L’oublié du fond de la classe ! Pas si bête…
Un groupe n’est pas un groupe si même un seul de ses individus n’est pas considéré. Un grand astronome, lors de ses cours, cherchait dans sa salle de cours de l’observatoire de Paris une personne qui avait les dehors de quelqu’un qui ne réussirait pas à suivre son cours, et le prenait comme référence de la compréhension de l’entièreté de la salle. Alors, je ne le cite pas car il s’appuyait sur un jugement pour choisir sa cible. Par contre, l’idée est là : personne ne doit être abandonné. Surtout que nos Hauts Potentiels, très souvent, font partie de ceux qui « ne comprennent pas » comme tout le monde. La connaissance, distillée de manière évidente par les tenanciers du savoir que nous sommes, les adultes, ne peuvent être absorbées telles quelles. Épistémologiquement, une connaissance doit être construite et tenir une consistance logique. Pourquoi affirme-t-on que la somme des angles d’un triangle est de 180° ? Notre enfant Haut Potentiel voudra savoir pourquoi… Mais il n’y a pas de pourquoi, car c’est un axiome que l’on pose. Quiconque voudrait démontrer cette règle se trompe, surtout en utilisant un rapporteur ! Et changer cet axiome, c’est donner naissance à une autre géométrie, qui ne sera plus la géométrie euclidienne… c’est toute l’histoire du 5e postulat d’Euclide !

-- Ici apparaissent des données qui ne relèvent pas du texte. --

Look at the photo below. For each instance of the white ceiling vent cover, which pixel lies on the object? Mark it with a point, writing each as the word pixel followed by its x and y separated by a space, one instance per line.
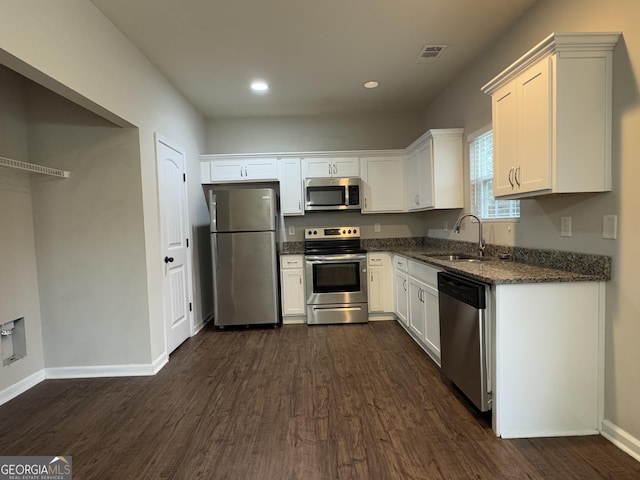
pixel 430 53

Notre élève Haut Potentiel pose donc des questions qui dépitent certaines personnes et se font alors catalogués comme non-comprenant. Mais je suis convaincu que ce sont eux qui détiennent la clé de la compréhension. Une théorie, une modélisation, un paradigme, reposera sur un système axiomatique (voire des postulats, heuristiques ou non). Ce sont des indémontrables. Notre enfant Haut Potentiel a cette qualité de les détecter, et ce « défaut » de ne pas les accepter ! Mais si l’on donnait leurs vraies places dans l’enseignement à l’épistémologie et à l’herméneutique, ces enfants seraient moins pris pour des « extraterrestres » car leur gêne dans la compréhension des savoirs dits « évidents » est le révélateur du besoin d’une pédagogie nouvelle reposant sur les bases même de la construction d’une transmission de la connaissance.
Et l’oublié du fond de la classe, celui qui dérangeait par son trop plein de questions et qui s’est peu à peu réduit au silence, nous rappelle ce que l’on se doit d’être : un « écoutant ! » Einstein ne disait-il pas que les questions des enfants sont les plus déstabilisantes.
Nous ne devons pas abuser de cette confiance épistémique qu’ont par nature les enfants envers l’adulte, elle est précieuse. Les équipes pédagogiques de Cyrano sont formées à la prendre en compte et développent une écoute vigilante de l’enfant, tant sur le plan cognitif qu’affectif.